Renowned hardware historian and reverse engineer Ken Shirriff recently discovered the exact transistors in the original Intel Pentium processor that caused the “FDIV bug,” leading to a $475 million product recall in 1994. As you can see on his Mastodon threadShirriff pored over the microscope into PLA, which contains the faulty partition table, looking for the root cause of Intel’s first major failure 30 years ago.
The photo above is a photo of the processor die of the original Pentium chip, Intel’s first P5 architecture processor that helped the company become a household name. The Pentium was made using an 800nm process and the above image was taken as a result of stitched microscope photographs. The die contains 3.1 million transistors, with the transistor grids observable under a microscope and block operations on the die identifiable. Compare that to today’s processors, which have tens of billions of transistors and are almost unreadable.
The math error that led to the FDIV error was caused by calculation errors in the PLA (Programmable Logic Array). The Pentium floating point unit was much faster than contemporary chips, thanks to the SRT division algorithm. SRT calculates division at two bits per clock cycle, compared to one bit per clock cycle in the Pentium predecessor.

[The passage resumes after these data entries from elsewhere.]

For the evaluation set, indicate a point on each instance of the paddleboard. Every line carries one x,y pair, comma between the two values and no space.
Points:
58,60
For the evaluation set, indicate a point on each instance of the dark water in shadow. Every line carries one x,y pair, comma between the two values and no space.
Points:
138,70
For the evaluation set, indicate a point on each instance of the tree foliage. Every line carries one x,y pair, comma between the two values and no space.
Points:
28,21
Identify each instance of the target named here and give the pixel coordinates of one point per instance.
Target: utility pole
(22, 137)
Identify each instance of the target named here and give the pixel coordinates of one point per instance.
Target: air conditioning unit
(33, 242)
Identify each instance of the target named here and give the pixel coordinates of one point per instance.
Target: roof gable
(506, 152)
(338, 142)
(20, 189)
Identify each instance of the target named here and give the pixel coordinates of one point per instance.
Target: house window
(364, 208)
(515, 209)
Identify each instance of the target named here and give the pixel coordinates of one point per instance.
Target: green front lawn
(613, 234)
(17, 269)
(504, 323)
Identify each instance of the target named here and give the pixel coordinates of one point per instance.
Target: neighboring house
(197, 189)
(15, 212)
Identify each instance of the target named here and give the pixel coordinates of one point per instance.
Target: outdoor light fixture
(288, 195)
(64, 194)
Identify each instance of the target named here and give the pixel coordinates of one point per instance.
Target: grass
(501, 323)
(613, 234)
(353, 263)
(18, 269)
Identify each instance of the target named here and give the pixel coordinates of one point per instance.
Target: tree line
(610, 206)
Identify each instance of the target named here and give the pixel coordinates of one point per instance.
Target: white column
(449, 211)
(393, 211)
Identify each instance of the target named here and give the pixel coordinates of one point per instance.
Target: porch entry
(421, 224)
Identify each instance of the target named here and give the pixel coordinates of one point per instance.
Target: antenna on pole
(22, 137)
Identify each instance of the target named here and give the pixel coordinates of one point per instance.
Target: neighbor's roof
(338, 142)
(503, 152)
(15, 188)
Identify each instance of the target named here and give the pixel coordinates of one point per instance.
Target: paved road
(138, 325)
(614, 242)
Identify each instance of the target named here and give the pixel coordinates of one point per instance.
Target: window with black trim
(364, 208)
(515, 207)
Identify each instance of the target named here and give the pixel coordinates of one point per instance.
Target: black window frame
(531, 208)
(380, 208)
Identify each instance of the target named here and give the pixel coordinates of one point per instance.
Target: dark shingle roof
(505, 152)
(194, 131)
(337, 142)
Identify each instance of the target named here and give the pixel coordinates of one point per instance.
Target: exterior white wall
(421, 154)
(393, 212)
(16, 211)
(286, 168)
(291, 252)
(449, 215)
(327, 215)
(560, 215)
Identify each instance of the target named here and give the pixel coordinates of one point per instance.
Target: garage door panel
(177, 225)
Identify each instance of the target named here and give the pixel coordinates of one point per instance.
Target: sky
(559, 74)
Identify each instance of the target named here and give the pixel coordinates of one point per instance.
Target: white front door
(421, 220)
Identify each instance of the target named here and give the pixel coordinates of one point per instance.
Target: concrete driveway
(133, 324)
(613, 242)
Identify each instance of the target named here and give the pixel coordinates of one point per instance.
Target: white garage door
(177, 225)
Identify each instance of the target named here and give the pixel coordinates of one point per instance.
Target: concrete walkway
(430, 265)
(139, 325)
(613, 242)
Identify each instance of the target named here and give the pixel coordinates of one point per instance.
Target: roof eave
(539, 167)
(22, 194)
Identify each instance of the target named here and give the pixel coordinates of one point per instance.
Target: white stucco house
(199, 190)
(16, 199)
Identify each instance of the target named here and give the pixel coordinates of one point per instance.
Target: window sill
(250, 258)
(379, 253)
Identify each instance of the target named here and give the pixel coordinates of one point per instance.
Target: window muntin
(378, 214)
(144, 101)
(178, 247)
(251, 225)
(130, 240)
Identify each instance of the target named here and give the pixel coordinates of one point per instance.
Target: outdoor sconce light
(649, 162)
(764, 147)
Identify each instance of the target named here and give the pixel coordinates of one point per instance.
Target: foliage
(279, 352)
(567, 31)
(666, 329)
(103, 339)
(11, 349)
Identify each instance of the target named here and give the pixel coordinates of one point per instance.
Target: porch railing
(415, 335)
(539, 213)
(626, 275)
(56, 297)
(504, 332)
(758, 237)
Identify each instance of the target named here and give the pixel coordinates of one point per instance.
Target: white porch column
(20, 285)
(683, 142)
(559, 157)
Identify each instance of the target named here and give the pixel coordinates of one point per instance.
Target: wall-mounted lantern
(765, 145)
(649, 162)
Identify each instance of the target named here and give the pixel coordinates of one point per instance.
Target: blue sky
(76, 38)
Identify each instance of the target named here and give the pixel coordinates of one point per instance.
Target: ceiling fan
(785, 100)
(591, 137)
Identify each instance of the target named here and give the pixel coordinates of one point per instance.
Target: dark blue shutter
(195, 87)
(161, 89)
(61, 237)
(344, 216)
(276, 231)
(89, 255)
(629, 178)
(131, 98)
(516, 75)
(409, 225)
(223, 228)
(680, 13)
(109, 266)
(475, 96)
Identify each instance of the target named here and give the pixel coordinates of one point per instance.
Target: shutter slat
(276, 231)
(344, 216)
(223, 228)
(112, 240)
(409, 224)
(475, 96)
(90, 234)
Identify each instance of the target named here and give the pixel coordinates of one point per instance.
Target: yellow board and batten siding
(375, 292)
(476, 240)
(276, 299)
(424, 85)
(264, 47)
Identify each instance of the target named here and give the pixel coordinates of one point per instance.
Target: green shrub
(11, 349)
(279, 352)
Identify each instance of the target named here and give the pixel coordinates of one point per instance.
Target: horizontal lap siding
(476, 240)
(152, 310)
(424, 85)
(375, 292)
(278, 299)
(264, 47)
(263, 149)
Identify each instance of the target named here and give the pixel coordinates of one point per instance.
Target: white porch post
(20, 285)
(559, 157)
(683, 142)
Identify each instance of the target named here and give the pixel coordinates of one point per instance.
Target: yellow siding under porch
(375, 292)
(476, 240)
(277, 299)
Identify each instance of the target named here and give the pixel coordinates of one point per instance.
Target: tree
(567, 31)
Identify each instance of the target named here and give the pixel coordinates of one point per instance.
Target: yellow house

For this to work, SRT required a 2048-cell table in the matrix, containing the values -2, -1, 0, 1, and 2 in a very compact 112 rows. The values are indicated by the presence or absence of transistors along the grid points. This would be a great strategy, except for one drawback: 5 entries in the table are missing key transistors, set to 0 by default, not the correct “2”.
Mislabeled entries cause an error in floating-point calculations, but the rarity of this error was debated at the time. After being discovered by Professor Thomas Nicely, the FDIV bug was deemed irrelevant by Intel, stating that it only happens once every 27,000 years. IBM declared that this could happen every 24 days and stopped selling Pentiums. Intel bowed to enormous financial pressure and recalled all affected chips, resulting in a loss of $475 million (see our 30th anniversary post for more on this).
“Clever mathematicians discovered the Pentium division algorithm and the missing entries in 1995 by examining the error pattern,” Shirriff says. “But I can confirm it in silicon.” Moreover, Shirriff’s investigation found 16 missing data points, 11 more than the original five expected. These 11 don’t cause errors simply “due to luck”. Intel later solved this problem by filling all unused entries on the boards with 2s, a quick fix that worked and saved a lot of space in future versions of the Pentium.
A more complete description of the Pentium chip and the bug can be found in Shirriff’s article the entire Mastodon thread. Shirriff promises a deeper dive into the investigation in the coming days on your blogwhich may include the ability to repair corrupted Pentiums via physical PLA editing.